I honestly thought somebody would have fixed the email spam problem by now.  I resisted installing a filter for years, first because my spam problem wasn't all that bad, then because filters just shift the problem, and finally out of sheer pig-headedness:  I hate sub-optimal solutions.  I still have to review every message sender and subject line.  I'd still like a real solution, but the amount of spam I get is nearly unbearable.  On Jeff Duntemann's recommendation, I downloaded and installed POPFile—a trainable Bayesian filter.  It's been 2 weeks now since I first installed the thing, and after about 1500 messages (oddly, my spam count has gone down markedly since mid-October) I'm still teaching it the difference between spam and good mail.  I've added "magnets" that automatically classify important personal and work-related message, but I've resisted adding magnets for everybody in my contact list in the hopes of training the silly thing to tell the difference between jokes from friends and ads for questionable drugs.
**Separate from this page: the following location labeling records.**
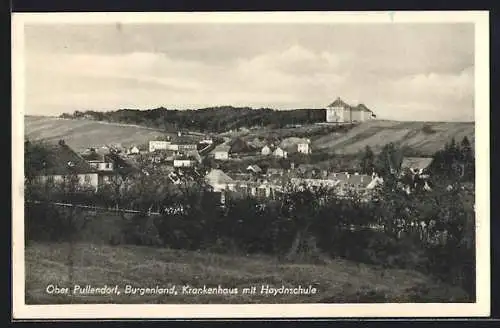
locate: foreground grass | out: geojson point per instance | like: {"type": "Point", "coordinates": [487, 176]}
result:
{"type": "Point", "coordinates": [337, 282]}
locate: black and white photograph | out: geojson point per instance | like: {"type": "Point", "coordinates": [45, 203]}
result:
{"type": "Point", "coordinates": [251, 164]}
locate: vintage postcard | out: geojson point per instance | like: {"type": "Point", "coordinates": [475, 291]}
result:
{"type": "Point", "coordinates": [250, 165]}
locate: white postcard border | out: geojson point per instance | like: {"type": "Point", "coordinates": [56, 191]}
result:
{"type": "Point", "coordinates": [81, 311]}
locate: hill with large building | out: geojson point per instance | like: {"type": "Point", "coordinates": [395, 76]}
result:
{"type": "Point", "coordinates": [423, 138]}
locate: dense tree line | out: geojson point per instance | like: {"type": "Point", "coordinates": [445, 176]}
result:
{"type": "Point", "coordinates": [430, 231]}
{"type": "Point", "coordinates": [303, 224]}
{"type": "Point", "coordinates": [213, 119]}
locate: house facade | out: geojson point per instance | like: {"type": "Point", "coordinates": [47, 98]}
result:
{"type": "Point", "coordinates": [266, 150]}
{"type": "Point", "coordinates": [281, 153]}
{"type": "Point", "coordinates": [158, 145]}
{"type": "Point", "coordinates": [221, 152]}
{"type": "Point", "coordinates": [304, 148]}
{"type": "Point", "coordinates": [62, 165]}
{"type": "Point", "coordinates": [184, 163]}
{"type": "Point", "coordinates": [341, 112]}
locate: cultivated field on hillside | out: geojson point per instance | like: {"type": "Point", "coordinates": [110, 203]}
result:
{"type": "Point", "coordinates": [339, 281]}
{"type": "Point", "coordinates": [81, 134]}
{"type": "Point", "coordinates": [424, 138]}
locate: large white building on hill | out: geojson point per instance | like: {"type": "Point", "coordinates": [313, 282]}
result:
{"type": "Point", "coordinates": [341, 112]}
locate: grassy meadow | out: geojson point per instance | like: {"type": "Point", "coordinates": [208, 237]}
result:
{"type": "Point", "coordinates": [336, 281]}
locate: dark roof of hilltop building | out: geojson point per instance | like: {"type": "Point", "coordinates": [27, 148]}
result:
{"type": "Point", "coordinates": [363, 107]}
{"type": "Point", "coordinates": [121, 165]}
{"type": "Point", "coordinates": [420, 163]}
{"type": "Point", "coordinates": [60, 159]}
{"type": "Point", "coordinates": [93, 156]}
{"type": "Point", "coordinates": [339, 103]}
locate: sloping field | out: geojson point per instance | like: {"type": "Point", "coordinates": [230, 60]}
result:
{"type": "Point", "coordinates": [80, 134]}
{"type": "Point", "coordinates": [145, 267]}
{"type": "Point", "coordinates": [423, 137]}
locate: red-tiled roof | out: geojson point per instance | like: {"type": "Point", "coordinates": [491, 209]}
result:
{"type": "Point", "coordinates": [60, 159]}
{"type": "Point", "coordinates": [339, 103]}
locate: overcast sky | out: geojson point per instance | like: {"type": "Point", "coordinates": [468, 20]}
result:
{"type": "Point", "coordinates": [400, 71]}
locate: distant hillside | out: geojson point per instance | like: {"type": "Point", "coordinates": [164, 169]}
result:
{"type": "Point", "coordinates": [80, 134]}
{"type": "Point", "coordinates": [418, 138]}
{"type": "Point", "coordinates": [424, 138]}
{"type": "Point", "coordinates": [213, 119]}
{"type": "Point", "coordinates": [421, 138]}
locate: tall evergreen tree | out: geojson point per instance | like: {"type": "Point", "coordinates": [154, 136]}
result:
{"type": "Point", "coordinates": [368, 161]}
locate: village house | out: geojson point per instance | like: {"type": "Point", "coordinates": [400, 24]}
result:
{"type": "Point", "coordinates": [266, 150]}
{"type": "Point", "coordinates": [61, 164]}
{"type": "Point", "coordinates": [221, 152]}
{"type": "Point", "coordinates": [134, 150]}
{"type": "Point", "coordinates": [158, 145]}
{"type": "Point", "coordinates": [98, 160]}
{"type": "Point", "coordinates": [304, 147]}
{"type": "Point", "coordinates": [341, 112]}
{"type": "Point", "coordinates": [254, 169]}
{"type": "Point", "coordinates": [416, 165]}
{"type": "Point", "coordinates": [188, 160]}
{"type": "Point", "coordinates": [219, 180]}
{"type": "Point", "coordinates": [279, 152]}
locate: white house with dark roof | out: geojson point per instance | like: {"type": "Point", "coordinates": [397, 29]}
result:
{"type": "Point", "coordinates": [341, 112]}
{"type": "Point", "coordinates": [61, 163]}
{"type": "Point", "coordinates": [280, 152]}
{"type": "Point", "coordinates": [266, 150]}
{"type": "Point", "coordinates": [221, 152]}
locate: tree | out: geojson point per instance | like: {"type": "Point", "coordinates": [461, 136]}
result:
{"type": "Point", "coordinates": [368, 161]}
{"type": "Point", "coordinates": [389, 160]}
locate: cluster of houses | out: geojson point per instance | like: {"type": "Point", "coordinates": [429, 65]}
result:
{"type": "Point", "coordinates": [341, 112]}
{"type": "Point", "coordinates": [95, 167]}
{"type": "Point", "coordinates": [183, 156]}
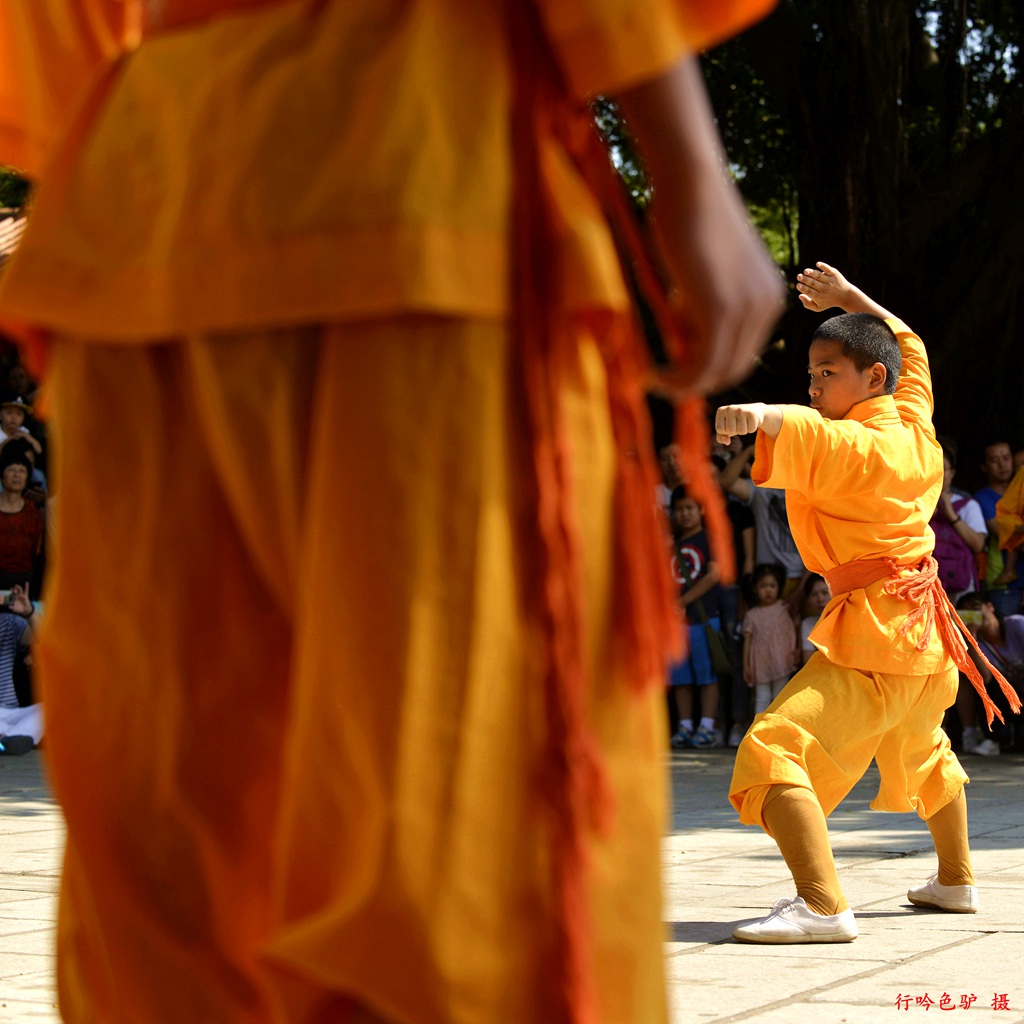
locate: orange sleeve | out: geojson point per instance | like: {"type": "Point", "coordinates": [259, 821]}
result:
{"type": "Point", "coordinates": [609, 45]}
{"type": "Point", "coordinates": [50, 51]}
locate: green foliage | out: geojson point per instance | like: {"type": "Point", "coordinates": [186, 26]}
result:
{"type": "Point", "coordinates": [622, 150]}
{"type": "Point", "coordinates": [13, 188]}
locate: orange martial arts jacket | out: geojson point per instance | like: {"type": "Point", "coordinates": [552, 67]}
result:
{"type": "Point", "coordinates": [1010, 513]}
{"type": "Point", "coordinates": [864, 487]}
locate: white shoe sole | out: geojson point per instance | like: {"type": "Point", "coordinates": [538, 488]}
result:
{"type": "Point", "coordinates": [935, 903]}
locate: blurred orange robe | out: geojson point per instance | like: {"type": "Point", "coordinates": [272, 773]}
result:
{"type": "Point", "coordinates": [294, 663]}
{"type": "Point", "coordinates": [1010, 513]}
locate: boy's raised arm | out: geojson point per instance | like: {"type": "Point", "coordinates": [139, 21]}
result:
{"type": "Point", "coordinates": [823, 288]}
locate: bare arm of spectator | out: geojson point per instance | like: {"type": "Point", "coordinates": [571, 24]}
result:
{"type": "Point", "coordinates": [22, 605]}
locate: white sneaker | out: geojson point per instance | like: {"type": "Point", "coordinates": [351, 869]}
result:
{"type": "Point", "coordinates": [956, 899]}
{"type": "Point", "coordinates": [970, 738]}
{"type": "Point", "coordinates": [793, 921]}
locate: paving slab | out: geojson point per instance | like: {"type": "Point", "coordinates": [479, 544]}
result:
{"type": "Point", "coordinates": [907, 965]}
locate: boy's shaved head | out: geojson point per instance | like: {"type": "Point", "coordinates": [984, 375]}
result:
{"type": "Point", "coordinates": [865, 340]}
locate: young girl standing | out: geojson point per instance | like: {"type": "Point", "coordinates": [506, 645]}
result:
{"type": "Point", "coordinates": [770, 654]}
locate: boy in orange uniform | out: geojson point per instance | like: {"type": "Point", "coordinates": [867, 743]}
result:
{"type": "Point", "coordinates": [862, 471]}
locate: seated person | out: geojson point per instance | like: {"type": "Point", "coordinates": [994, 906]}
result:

Beyond automatically throwing almost everything in the "Junk" box, the filter isn't yet saving me much time.  Just as I feared, I still have to review the filter's output to ensure that it hasn't mis-classified an important message as spam.  I'm hoping that it gets smarter as it gets more experience, but at the moment it's just as much work with the filter as without.  I'm going to give it until the end of the year.  If it's still missing 5% or more after that, then I'll have to re-evaluate the wisdom of using this type of filter.

I'm very disappointed that nothing has yet been done at the protocol level to address the spam problem.  Maybe that's still coming?  I won't hold my breath.  From where I sit, it looks like another 5 to 10 years (if ever!) before the protocols can be changed to prevent  most types of spam.